War der erste vom Bundesamt für Gesundheit BAG kommunizierte Corona-Fall tatsächlich der erste in der Schweiz? Man vermutete schon damals, dass es womöglich nicht wirklich der erste Fall war – was sich kurz darauf bestätigte, als es den ersten Todesfall gab. Man wusste, dass eine verstorbene Person zwangsläufig viele weitere Fälle bedeutet, die womöglich nur leicht erkrankt waren, und die man nur zum Teil bemerkt hatte.
Was wusste man über die Ansteckungswege? Es war zunächst nicht klar, ob das Virus über Gegenstände und Oberflächen übertragen wird, ob weit tragende Aerosole die Hauptrolle spielen oder doch hauptsächlich Tröpfchen, die nur Übertragungen über kurze Distanzen ermöglichen. Auch war unklar, wie ansteckend es sein würde. Aber immerhin: Zur Zeit, als der erste Fall in der Schweiz bekannt wurde, war die genetische Sequenz von SARS-CoV2 bereits bekannt und es gab auch schon einen spezifischen Test auf das Virus – und das bloss acht Wochen nach den ersten Meldungen.
Am 15. März verordnete der Bundesrat den Shutdown – auf welcher wissenschaftlichen Grundlage? Vieles war noch unklar, doch es war deutlich geworden, dass das Virus, wenn es mal da war, schnell starke Wellen auslösen konnte. Das war die Erfahrung in Wuhan, und das zeigte sich in diesen Tagen in Norditalien, wo die Fall- und Todeszahlen nach oben schnellten. Der Faktor Zeit war also entscheidend, es musste schnell gehen. Viele Fachleute haben die Situation damals mit der eines Notarztes verglichen, der mit suboptimaler Wissensgrundlage schnell entscheiden muss.
Wie gut waren die Informationen aus China? Einerseits chaotisch. Die offiziellen Fallzahlen waren gerade von 4000 auf 20'000 korrigiert worden. Praktisch gleichzeitig lag aber auch die erste, grosse Studie mit gut 70'000 Patienten aus China vor. Die Mediziner errechneten damals eine Fallsterblichkeit von gut zwei Prozent – mit einer deutlich höheren Sterblichkeit bei den über 80-Jährigen. Von hier aus sehr schwer einzuschätzen war dabei die Dunkelziffer: Falls viele Fälle übersehen oder auch unterschlagen worden wären, wäre die Sterblichkeit viel tiefer – falls im ganzen Durcheinander viele Tote nicht mitgezählt worden wären, läge sie womöglich höher. Das war zu diesem Zeitpunkt völlig offen.

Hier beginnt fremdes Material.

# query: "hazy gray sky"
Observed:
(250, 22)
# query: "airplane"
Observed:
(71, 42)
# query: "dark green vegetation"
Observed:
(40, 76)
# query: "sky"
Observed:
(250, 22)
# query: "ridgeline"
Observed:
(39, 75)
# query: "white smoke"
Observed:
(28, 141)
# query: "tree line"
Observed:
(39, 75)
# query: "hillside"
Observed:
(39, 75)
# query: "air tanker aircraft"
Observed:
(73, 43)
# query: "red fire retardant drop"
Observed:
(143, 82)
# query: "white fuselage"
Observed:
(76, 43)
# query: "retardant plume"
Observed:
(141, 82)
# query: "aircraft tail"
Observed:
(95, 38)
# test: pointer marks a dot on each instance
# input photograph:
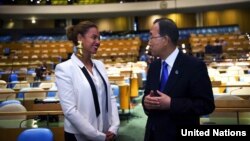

Wann kamen die Impfstoffe? Zehn Monate später wurde mit dem Impfstoff von Pfizer/Biontech das erste Vakzin zugelassen, kurz darauf jenes von Moderna. Dass das so schnell gehen würde, hatte im Februar 2020 niemand zu prognostizieren gewagt. Man ging von mindestens einem ganzen Jahr aus, auch weil es zuvor noch nie erfolgreiche Impfstoffe gegen Coronaviren gegeben hatte. Ohne die neue mRNA-Technik hätte es vermutlich längst nicht so schnell wirksame Impfstoffe gegeben. Kurz darauf lieferten auch mit grundlegend anderen Techniken hergestellte Impfstoffe Wirksamkeitsdaten – allerdings lange nicht so gute wie die beiden ersten.
Vieles war am Anfang nicht bekannt – gibt es auch Dinge, die man eigentlich wusste, und besser hätte machen können? Vielleicht einige generelle Punkte im Umgang mit Information und Unsicherheit. Es ist nicht leicht, in einer Krisensituation laut und deutlich zu sagen, dass man vieles noch nicht weiss. Aber das war nun mal so. Man wusste zunächst wenig über das Virus selbst, über die Erkrankung, aber auch über den möglichen Nutzen von Masken oder darüber, wie stark Kinder als Treiber der Pandemie wirkten. Später galt das für die Impfstoffe. Das Wissen entwickelte sich erst mit der Zeit. Das hätte man besser kommunizieren können, vielleicht müssen.